Energy forms are not created equal. Gasoline and diesel are great fuels for transportation, and at the moment there are few viable alternatives. Coal, on the other hand, is just dandy for generating electricity and smelting metals. Natural gas is terrific for space heating, powering electricity-generating turbines and manufacturing fertilizer and petrochemicals.

Because of their different applications and their different energy densities, hydrocarbons have different relative prices. And until recently, they were priced in a band which reflected their relative values. That band is now falling apart. Perhaps this is a sign of things to come - but not before the market experiences what commodity traders call a "short squeeze".

Seeking Alpha: Oil and Natural Gas Will Decouple - Big Time (Greg Pinelli on February 22, 2008)

Oil and Natural Gas are typically welded at the investment hip. They often occur simultaneously in developed fields and are lumped together in much the same way as physical gold and silver - ratios of one to the other are viewed historically and investibility in either looks attractive when those ratios are either high or low.

I'm going to offer an alternative view. Consider oil and natural gas as different bridges, of limited life-spans, to the future. Oil's bridge was built generations ago. It lifted early industrial, fuel powered societies thru an assisted muscle powered age to a decidedly unmuscled technological age. While there are still decades of diminishing supply left it is the fuel of the past. Literally, that bridge has been crossed. Natural gas will, of necessity, carry us over a shorter time span to the next energy bridges, most likely some version of much cleaner coal, nuclear power, and wind/solar power. Even those future generation sources will not be final answers, but in investing, final answers are not necessary. Only profitable ones.
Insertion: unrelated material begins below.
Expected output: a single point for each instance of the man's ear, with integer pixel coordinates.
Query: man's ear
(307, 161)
Now maybe the energy experts can comment.

When the capital development of a country becomes a by-product of the activities of a casino, the job is likely to be ill-done. — John M. Keynes

by Carrie (migeru at eurotrib dot com) on Fri Jun 6th, 2008 at 05:43:12 AM EST
[ Parent ]
So far I'm seeing that the LNG market has developed a sufficient infrastructure and capacity to transfer gas from one regional market to another. But that still doesn't meant that they are decoupled, as transport and infrastructure costs add a premium, rather that world gas prices are closely aligned.

What links oil and gas (costly infrastructure) is still present and weights in on long term contracts... So i'm pretty confused.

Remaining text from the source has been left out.